Arguments pertinents :
1. Erreur de droit : La cour a constaté que l'arrêté du préfet violait les prescriptions légales qui régissent la nomination des membres du conseil de famille des pupilles de l’État en considérant que le préfet avait la possibilité de nommer arbitrairement d'autres personnes que celles proposées par les associations communautaires habilitées. Elle a précisé que la présidente de l’association requérante avait déjà participé, mais que cela ne justifiait pas l’ignorance de la liste de présentation.

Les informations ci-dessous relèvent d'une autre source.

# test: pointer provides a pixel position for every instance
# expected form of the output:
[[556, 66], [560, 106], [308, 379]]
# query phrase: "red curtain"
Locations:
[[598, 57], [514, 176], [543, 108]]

2. Respect de la procédure : La cour a affirmé que les principes de la procédure et de l'égalité devant les services publics avaient été méconnus : « la circonstance que la présidente de l'association EFA 2B aurait... perturbé le fonctionnement de ce conseil » n’a pas fondé une justification légale pour que le préfet opte pour d'autres candidatures.
Interprétations et citations légales :
La décision s’appuie principalement sur le Code de l'action sociale et des familles, soulignant que le préfet ne peut nommer que dans certaines conditions. Voici les articles pertinents :
- Code de l'action sociale et des familles - Article L. 224-2 : Cet article établit les critères selon lesquels le préfet peut nommer des membres en assurant que cela ne peut se faire qu'en cas d'absence de listes appropriées des associations habilitées. La cour souligne que ce cadre doit être rigoureusement respecté : « le préfet ne peut nommer au conseil de famille des pupilles de l'Etat toute personne de son choix ».
- Code de l'action sociale et des familles - Article R. 224-4 : La cour se réfère à cet article pour expliquer que le préfet est tenu d'agir selon les listes présentées par les associations, renforçant ainsi le principe d’égalité et le respect des droits des familles adoptives : « en l'absence de ces associations dans le département ou en l'absence des listes de présentation établies par ces associations ou en cas d'insuffisance de ces listes ».
En conclusion, la décision de la cour ainsi qu'une lecture attentive des articles cités mettent en exergue l'importance du respect des procédures légales en matière de nomination des membres des conseils publics, dans un souci de transparence et d'équité.